President Bush, you have been so courageous in your commitment to compassionate action, especially in your response to the AIDS crisis in Africa. And in addition to your achievements in politics, you have also managed to control Teddy, at least some of the time. PLEASE, please: tell me how you do it!

Mrs. Bush, children who are reading all over this country know you as their special champion. May they enjoy a lifetime filled with libraries, knowledge, and imagination and thank you for it. We are so honored by your gracious welcome here tonight.

Yet no matter how honored I am to be here with all of you, perhaps there is a greater honor still. Many years ago, the prophet Isaiah wrote,

If you do away with the yoke of oppression
If you spend yourselves on behalf of the hungry
And satisfy the needs of the oppressed
Then your light will shine in darkness
And your night will become like the

Tonight, I thank each of you for I believe that the noonday light of justice is shining around the world because of your enormous generosity. For in your dedication to our campaign and to over 2.2 million athletes of Special Olympics, you have each sought the light of the prophet.

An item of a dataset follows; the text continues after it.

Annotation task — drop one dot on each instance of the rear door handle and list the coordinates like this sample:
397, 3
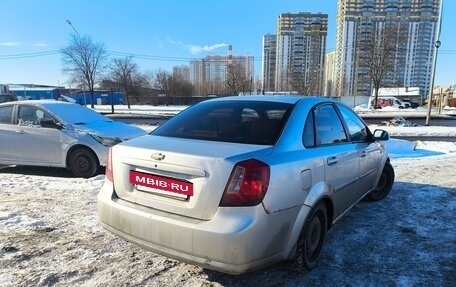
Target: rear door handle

When the athletes asked us for better health, together we answered YES, and over 340,000 athletes saw a doctor at Special Olympics! When non disabled young people asked us for the chance to learn more about our athletes, together we answered YES, and over 1 million young people welcomed Special Olympics into their schools. When families asked us for more hope, together we answered YES, and over 30,000 family leaders created networks of caring.

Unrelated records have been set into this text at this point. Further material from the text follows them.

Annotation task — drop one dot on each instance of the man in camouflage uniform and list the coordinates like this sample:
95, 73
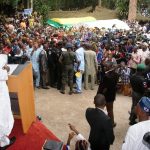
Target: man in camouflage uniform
67, 59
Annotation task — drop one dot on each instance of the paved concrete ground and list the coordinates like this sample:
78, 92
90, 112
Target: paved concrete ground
57, 110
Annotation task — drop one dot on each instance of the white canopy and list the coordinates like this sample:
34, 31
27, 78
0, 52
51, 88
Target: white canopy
107, 24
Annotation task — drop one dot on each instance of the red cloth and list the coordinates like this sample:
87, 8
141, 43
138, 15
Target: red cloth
34, 139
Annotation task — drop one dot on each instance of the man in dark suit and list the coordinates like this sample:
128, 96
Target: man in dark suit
101, 134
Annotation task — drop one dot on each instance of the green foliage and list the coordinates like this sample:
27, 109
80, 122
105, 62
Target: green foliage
109, 4
13, 3
122, 7
42, 7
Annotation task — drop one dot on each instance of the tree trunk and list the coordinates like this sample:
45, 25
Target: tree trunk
132, 10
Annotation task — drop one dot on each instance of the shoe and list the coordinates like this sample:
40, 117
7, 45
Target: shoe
132, 123
38, 87
77, 92
114, 124
71, 92
12, 141
45, 87
62, 92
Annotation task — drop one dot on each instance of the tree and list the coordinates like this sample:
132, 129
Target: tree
122, 7
132, 10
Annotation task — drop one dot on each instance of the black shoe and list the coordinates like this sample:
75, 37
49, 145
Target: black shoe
12, 141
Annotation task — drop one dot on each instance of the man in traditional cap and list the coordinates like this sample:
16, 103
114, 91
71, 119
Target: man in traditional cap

And most importantly, when athletes asked for a chance to play, together we answered YES to the skill, the courage, the sharing, the joy of 2,250,000 athletes in 168 countries around the world. And they have triumphed in the noonday joy of sports -— Champion athletes! Champion citizens! Champion human beings!

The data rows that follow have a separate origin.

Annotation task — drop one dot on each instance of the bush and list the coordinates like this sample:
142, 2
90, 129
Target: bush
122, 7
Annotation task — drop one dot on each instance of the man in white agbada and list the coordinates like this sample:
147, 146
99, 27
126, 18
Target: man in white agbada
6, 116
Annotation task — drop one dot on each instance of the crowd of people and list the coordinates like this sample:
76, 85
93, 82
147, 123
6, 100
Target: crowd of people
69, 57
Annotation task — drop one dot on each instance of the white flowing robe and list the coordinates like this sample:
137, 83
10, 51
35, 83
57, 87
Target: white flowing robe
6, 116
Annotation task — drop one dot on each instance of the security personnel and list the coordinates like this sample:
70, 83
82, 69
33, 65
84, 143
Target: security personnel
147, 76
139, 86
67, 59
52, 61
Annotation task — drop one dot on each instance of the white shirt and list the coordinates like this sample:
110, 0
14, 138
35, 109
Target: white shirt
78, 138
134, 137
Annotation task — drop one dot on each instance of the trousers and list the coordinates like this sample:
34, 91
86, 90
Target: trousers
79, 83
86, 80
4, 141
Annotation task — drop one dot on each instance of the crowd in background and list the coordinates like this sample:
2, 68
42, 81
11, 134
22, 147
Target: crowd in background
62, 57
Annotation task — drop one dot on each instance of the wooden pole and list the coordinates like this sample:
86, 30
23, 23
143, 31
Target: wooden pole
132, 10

Mr. President, the honor we celebrate here is the honor of being part of a movement that is working one village by one village; one person by one person, one attitude by one attitude to change the world. Special Olympics athlete leaders and Best Buddies leaders and all the family leaders remind us that it is not just about “them” but about each of “us” as we journey toward being the best we can be.

Tonight as we celebrate, we know beyond us lies a dangerous world. And sadly, throughout my lifetime, it has been so. World Wars, regional wars, ethnic wars, religious wars. O that they would cease! O that we could do better than war!

But one thing has changed in my lifetime. When I was young, my sister Rosemary was told “NO.” And I remember so well as my mother sought help. Over and over again, she heard “No”—no place here, no program here, no welcome for your daughter here.

Tonight, Rosemary is in heaven, and I miss her. But despite the struggles of her life, for 86 years, she was patient and kind; she never put on airs; she never judged, she always forgave; she loved to look pretty, she savored chocolate and she made everyone happy. She taught us all that adversity meant almost nothing—that it could always be fun to be together no matter what. And I know she is joining me from heaven in thanking all of you tonight.

When we wake tomorrow, let us not forget that we have miles to go to overturn the prejudice and oppression facing the world’s 180 million citizens with intellectual disabilities. But what joy for together we have begun.

May you each continue to spend your lives in this noble battle.
May you overcome ignorance.
May you challenge indifference at every turn.
And may you find great joy in the noonday light of the great athletes of Special Olympics!

Thank you and God bless you all.


Susan, thank you for providing us with more details of your visit to the White House. On behalf of my husband, Dr. Jim Fisher, I hope that you might attend the autism advocacy conference that he is organizing for 27th October at Fordham University’s Lincoln Center campus. Timothy Shriver will be the key note speaker and I think it will be a memorable day; a day of witness, and of hope. (Ned, of course, is also invited.)

— added by kristina on Thursday, July 20, 2006 at 12:27 am

The description of Rosemary was wonderful. Thank you for sharing that.